Most people do not realize that veal is produced from male (bull) dairy calves. On a dairy farm, these bull calves are not needed for replenishing the milking herd because they cannot produce milk and they are generally not used to produce beef. All dairy cows must give birth to a calf each year to provide the milk that we drink. Approximately 50% of all calves born are female calves (heifers). These heifers will eventually be used by the dairy producer to replace older cows for milking purposes. Only a very select few of all the bull calves born are used for breeding stock. Dairy producers will sell the bull calves to veal producers, either privately or through a sales barn. Therefore, bull calves can be used by the veal industry to create a quality food product.

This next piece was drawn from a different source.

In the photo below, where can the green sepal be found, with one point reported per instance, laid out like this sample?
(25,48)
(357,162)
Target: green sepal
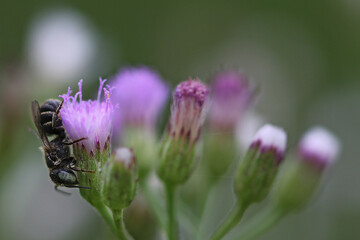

The veal industry got its start on the local dairy farm. Dairy farmers originally raised their male calves as breeding bulls. The best bull calves were kept for reproduction and the rest were sold to neighbouring farmers as breeding stock. Over the years, as consumer demand for more milk products like cheese, ice cream and yogurt increased, a greater emphasis on high quality milk production technology was placed on the dairy producer. As well, dairy producers began to use the new technology of artificial insemination (AI) for breeding. This meant that dairy producers no longer needed to keep bulls on the farm for reproduction purposes. At that point, bull calves were used almost exclusively for meat production by dairy producers. As dairy producers became highly specialized over time, veal producers began to buy bull calves from the dairy farmer to raise for veal. An abundance of by-products from different dairy manufacturing processes enabled the veal producer to utilize these valuable nutrient sources as main ingredients in the production of milk replacers. Today, there are still some dairy producers who raise their own bull calves. However, the majority of veal calves are raised on specialized veal farms.
Ontario and Quebec are the largest Canadian producers of veal because they also have the greatest number of dairy farms. Combined, Ontario and Quebec account for approximately 97% of Canada's veal production. Ontario veal production represents approximately 45% of this total and Quebec the other 52%.
There are two types of veal produced in Ontario: milk fed and grain fed veal. Milk fed veal calves are raised on a balanced diet containing all the necessary nutrients for animal health. As a result of this milk based diet, the meat is light pink in colour and possesses a mild taste and a soft texture. Milk fed calves will reach a market weight of 450-500 lbs (205 kg to 227 kg). Grain fed veal is pink in colour and has a similar taste to beef but not as strong. These calves are fed a milk based diet for their first 6 to 8 weeks after which a corn and protein supplement are gradually introduced to their diet. Grain fed veal will reach a market weight of 650 to 700 lbs (296 kg to 318 kg).